Um herauszufinden, was Budapest zur Polterabend-Metropole macht, lohnt sich ein Blick auf die beliebtesten Aktivitäten:

Rambo: Viele Anbieter nutzen den Mythos des Ostblocks und erlauben es Touristen, mit verschiedenen Waffen am Schießstand auf Scheiben zu ballern.
Babes: Am Ende zählt bei Polterabenden das Nachtleben. Allen voran Nachtclubs und Striplokale. Ein Mix, den Junggesellen nun einmal mögen.
Bäderkultur: Um die vielen traditionsreichen Bäder – vom Gellert-Bad bis zum Szechenyi-Bad – machen Touristen gemeinhin keinen Bogen. Und so kommen auch Junggesellengruppen hier zur Ruhe.

Geiz ist geil

Die Agentur Pissup – die ihren Ursprung auf der britischen Insel hat – organisiert ausschließlich Jungesellen|innen – Abschiede. Und Männertouren mit 300 Aktivitäten in 14 Städten. „In England ist das ein noch größeres Ritual. Da kommt man zum Polterabend raus aus der Stadt, am besten runter von der Insel“, sagt Franziska Falkenberg, bei Pissup zuständig für den deutschsprachigen Markt. Seit über 7 Jahren bringt sie Schweizer, Österreicher und Deutsche meistens nach Bratislava, Budapest oder Prag.

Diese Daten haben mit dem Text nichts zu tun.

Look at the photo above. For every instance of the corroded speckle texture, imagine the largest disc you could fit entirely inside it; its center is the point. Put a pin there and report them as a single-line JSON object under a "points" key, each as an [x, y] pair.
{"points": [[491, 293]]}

„70 Prozent der Kunden wählen Prag mit Bar, Paintball, Gokart, Biertouren; die meisten wollen nackte Busen, Schießstand-Adrenalin, Motorengeräusche und billige Drinks. Manchen muss man sogar erklären, dass beim meist gebuchten „Geiz ist geil“ -Paket in Prag um 99 Euro für zwei Tage und eine Nacht, kein Flug dabei ist und ja, der Preis versteht sich pro Person.“

In Prag könnten die „JGA’s“ bald ein jähes Ende nehmen!

Ab 2. Juni 2017 tritt eine Verordnung in Kraft, die den täglichen Alkohol-Konsum von deutschen und britischen JGA-Gruppen in Prag begrenzen wird. Erlaubt sind der Verordnung zufolge dann nur noch 1,5 Liter Bier pro Person und Tag. Verantwortlich für die Umsetzung der Verordnung wird die Tschechische Touristen-Polizei sein.

Die wilden Hühner oder Abschied vom Singledasein für Frauen

Was Männer können, können Frauen tausendmal besser, oder? Der Junggesellinnen – Abschied ist ein Abend mit den besten Freundinnen. Man schwelgt in alten Zeiten, hat jede Menge Spaß zusammen und trinkt ein paar Gläschen. Spiele sind extrem beliebt: Die Braut muss dabei lustige und weniger lustige Aufgaben erfüllen. Hauptsache es ist peinlich. Hier die Top 5 der Damenrunden:

Rednerpult. Auf einem öffentlichen Platz aus dem Stegreif eine Rede halten. Das Thema geben ihre Begleiterinnen vor. Ob es dabei um ihren Zukünftigen geht oder verflossene Liebhaber, ist wurscht.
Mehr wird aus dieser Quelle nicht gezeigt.